Perl for .NET Research Compiler | Programming in the .NET Environment

The first approach was to create a full Perl compiler, generating verifiable .NET Intermediate Language (IL) code and supporting all features of the Common Language Specification (CLS).

The implementation phase of this project started in early 2000. The major parts of the project were the parser, the code generator, and the runtime support library.

The Parser

Perl syntax is especially difficult to parse, as it doesn't have a context-free grammar. Parts of already-compiled code may be executed during compile time, altering the way additional code is being parsed: Both the use statement and BEGIN blocks are executed as soon as they are completely parsed.

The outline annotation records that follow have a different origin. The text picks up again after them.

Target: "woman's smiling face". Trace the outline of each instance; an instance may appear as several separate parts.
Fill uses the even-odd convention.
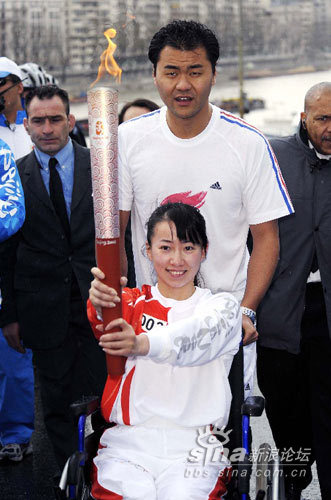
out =
[[[194,278],[206,256],[205,250],[190,241],[180,241],[175,224],[168,220],[156,224],[151,245],[146,243],[146,247],[162,295],[176,300],[193,295]]]

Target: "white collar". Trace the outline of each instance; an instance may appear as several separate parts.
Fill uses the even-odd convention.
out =
[[[314,148],[314,146],[312,145],[312,143],[310,142],[309,139],[308,139],[308,144],[309,144],[310,149],[313,149],[315,151],[317,158],[320,158],[321,160],[330,160],[331,155],[322,155],[322,153],[319,153],[318,151],[316,151],[316,149]]]

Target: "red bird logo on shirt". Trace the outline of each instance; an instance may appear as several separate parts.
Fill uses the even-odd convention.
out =
[[[171,194],[161,201],[161,205],[165,205],[166,203],[186,203],[195,208],[201,208],[205,203],[207,191],[200,191],[200,193],[196,194],[191,193],[192,191],[186,191],[185,193]]]

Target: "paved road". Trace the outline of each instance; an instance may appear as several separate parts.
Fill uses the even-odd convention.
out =
[[[256,382],[255,382],[255,387],[256,387],[255,394],[261,395],[259,389],[257,388]],[[251,427],[253,434],[253,444],[252,444],[253,449],[257,450],[260,444],[266,442],[269,443],[272,448],[275,448],[275,443],[274,440],[272,439],[270,426],[267,417],[265,415],[265,412],[263,412],[263,415],[261,417],[257,418],[253,417],[251,419]],[[251,480],[251,493],[253,492],[255,492],[255,484],[253,480]],[[313,467],[313,481],[310,483],[309,487],[302,492],[302,498],[304,498],[305,500],[321,500],[321,492],[318,484],[315,465]]]
[[[258,393],[258,391],[256,391]],[[0,500],[53,500],[52,477],[57,473],[57,466],[51,452],[50,444],[42,421],[42,410],[38,384],[36,388],[36,430],[33,435],[34,453],[19,464],[0,462]],[[265,414],[252,418],[253,448],[263,442],[274,446],[270,428]],[[252,493],[255,491],[252,480]],[[316,470],[309,488],[303,497],[309,500],[320,500]],[[252,498],[254,498],[252,496]],[[146,499],[147,500],[147,499]]]

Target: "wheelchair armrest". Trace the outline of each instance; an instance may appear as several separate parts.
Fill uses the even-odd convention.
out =
[[[79,418],[80,415],[91,415],[97,410],[99,404],[100,398],[98,396],[83,396],[70,405],[70,410],[74,417]]]
[[[264,410],[264,398],[262,396],[250,396],[241,405],[241,414],[251,417],[260,417]]]
[[[68,465],[67,484],[77,485],[81,476],[81,463],[85,463],[85,453],[76,451],[71,455]]]

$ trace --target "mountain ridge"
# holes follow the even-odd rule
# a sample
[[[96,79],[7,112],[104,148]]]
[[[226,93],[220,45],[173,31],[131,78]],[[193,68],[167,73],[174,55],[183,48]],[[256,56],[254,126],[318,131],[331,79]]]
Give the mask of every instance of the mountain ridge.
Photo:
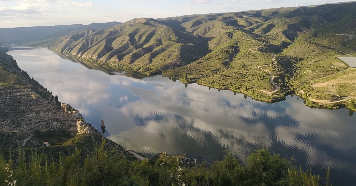
[[[353,2],[139,18],[30,45],[268,102],[294,93],[309,106],[352,108],[352,88],[344,91],[346,84],[333,82],[316,87],[311,80],[347,68],[337,57],[356,56],[355,9]],[[356,77],[343,82],[353,87]],[[331,103],[335,100],[343,101]]]

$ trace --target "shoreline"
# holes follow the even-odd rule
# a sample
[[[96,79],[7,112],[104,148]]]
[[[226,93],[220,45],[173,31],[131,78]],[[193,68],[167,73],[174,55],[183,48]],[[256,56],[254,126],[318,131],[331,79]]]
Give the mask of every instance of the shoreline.
[[[319,102],[314,102],[313,101],[314,99],[310,98],[309,97],[305,97],[304,96],[304,94],[302,94],[301,93],[298,93],[297,92],[298,91],[290,91],[288,92],[285,92],[284,93],[281,93],[278,95],[273,95],[273,94],[269,94],[266,93],[263,93],[262,92],[257,92],[260,95],[263,95],[260,97],[256,96],[253,95],[253,92],[250,92],[251,91],[244,91],[240,90],[234,90],[231,88],[224,88],[221,89],[219,88],[214,87],[213,86],[208,85],[206,84],[204,84],[198,82],[198,81],[196,80],[192,80],[190,79],[189,79],[189,81],[187,81],[186,82],[183,82],[180,81],[179,79],[176,79],[172,78],[171,77],[168,76],[165,76],[162,73],[162,71],[161,71],[160,73],[157,72],[153,74],[147,74],[145,73],[142,73],[142,72],[140,72],[139,71],[135,70],[134,68],[125,68],[125,67],[120,67],[119,64],[116,64],[116,65],[112,65],[109,64],[106,64],[106,63],[103,63],[99,62],[99,61],[98,61],[97,60],[89,60],[88,59],[86,58],[82,58],[78,57],[76,56],[73,55],[71,54],[66,54],[62,51],[60,51],[59,50],[56,50],[53,49],[51,49],[48,47],[33,47],[31,46],[30,46],[31,47],[34,47],[35,48],[47,48],[48,50],[54,51],[55,52],[59,52],[64,55],[65,55],[66,56],[68,57],[69,58],[72,59],[72,60],[79,60],[83,61],[85,61],[87,63],[97,64],[99,65],[102,66],[103,65],[105,65],[108,67],[109,67],[111,68],[112,68],[114,69],[120,69],[124,71],[132,71],[138,73],[140,73],[143,75],[147,76],[148,77],[153,76],[157,76],[158,75],[161,75],[163,77],[168,77],[172,80],[175,80],[176,81],[178,80],[179,82],[181,83],[182,84],[188,84],[191,83],[195,83],[207,87],[209,88],[213,88],[215,89],[217,89],[219,90],[230,90],[234,92],[234,93],[236,94],[236,93],[240,93],[242,94],[244,94],[256,100],[261,101],[262,102],[265,102],[266,103],[277,103],[279,102],[283,101],[286,100],[286,97],[287,95],[291,94],[294,94],[296,95],[298,95],[300,97],[302,98],[305,102],[304,105],[305,106],[309,107],[312,108],[320,108],[320,109],[337,109],[340,108],[346,108],[349,109],[351,110],[354,112],[356,112],[356,108],[355,109],[351,109],[351,108],[348,107],[346,106],[345,102],[333,102],[331,103],[329,102],[324,102],[323,103],[325,104],[322,104],[321,103]],[[252,92],[254,90],[254,89],[252,89]],[[302,90],[301,91],[303,91]],[[324,100],[325,101],[325,100]]]

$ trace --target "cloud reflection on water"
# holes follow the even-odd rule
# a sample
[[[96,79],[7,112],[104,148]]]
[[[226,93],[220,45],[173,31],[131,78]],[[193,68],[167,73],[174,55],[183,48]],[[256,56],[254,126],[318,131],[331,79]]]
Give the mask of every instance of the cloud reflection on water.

As parentheses on function calls are optional in Perl, the function's prototype determines the interpretation of the following tokens. A famous example by Randal Schwartz shows this:

 time /3 ;#/; print "hello";  sin /3 ;#/; print "goodbye";

The first line takes the output of the time() function and divides it by 3. The # sign starts a comment and the print statement is ignored. The second line computes the sinus of the result of a pattern match: sin(/3 ;#/). The print statement is executed normally. Both time() and sin() are built-in functions, so their prototypes are known at compile time. But for user -defined functions, the prototypes cannot in general be determined without actually executing the code in BEGIN blocks and use statements. We therefore decided to use the existing Perl interpreter itself to parse Perl.

The Code Generator

The standard Perl distribution includes the B module that provides access to the opcode tree and the B::CC module that turns the opcode tree into C source code. The generated source code still needs to be linked to the Perl interpreter library, which contains the implementation for all the Perl opcodes.

We used the B::CC module as the basis for generating .NET code. The initial plan was to generate IL directly. But in early 2000, the Reflection/Emit API was still under heavy development. After learning that the Python for .NET compiler had to be modified for each biweekly drop of .NET beta code, we decided to generate C# code as our intermediate language. That way, tracking the changes to the Reflection/Emit API was punted to the Microsoft code and we could concentrate on the Perl-specific challenges of the code generator.

Interface Specification

Perl is an untyped language. Methods don't have prototypes, and even the number of arguments is in general not known until runtime: All arguments are passed in via the @_ array. This makes it impossible to generate a strongly typed interface for a Perl class automatically. We introduced a comment convention that allowed users to annotate their Perl source code with a C#-like interface declaration (see Listing D.1).

Listing D.1

 =for interface     int MyMethod(str Arg1);     int MyMethod(str Arg1, str Arg2); =cut sub MyMethod {     my($arg1,$arg2) = @_;     $arg2 = "default" unless defined $arg2;     # ... }

As the example in Listing D.1 demonstrates , it is possible to create multiple .NET signatures for the same Perl method. We would create both an overloaded "outer" .NET MyMethod() method and an "inner" MyMethod() implementation to which all the outer methods would delegate. Unfortunately, the .NET debugger exposes this implementation detail.

Typed Variables

Perl already has some minimal support for declaration of typed variables. It is used so far only for the experimental "pseudo-hashes." We used this language feature to support native .NET types (see Listing D.2).

Listing D.2

 use namespace 'System.Text'; my StringBuilder $str = StringBuilder("Hello"); my Int32 $len = $str->{Length};

In the example in Listing D.2, the code generator would create variables of the corresponding .NET type and not the normal Perl scalars. Primitive operations on value types would also be generated directly without calling out to the Perl runtime library.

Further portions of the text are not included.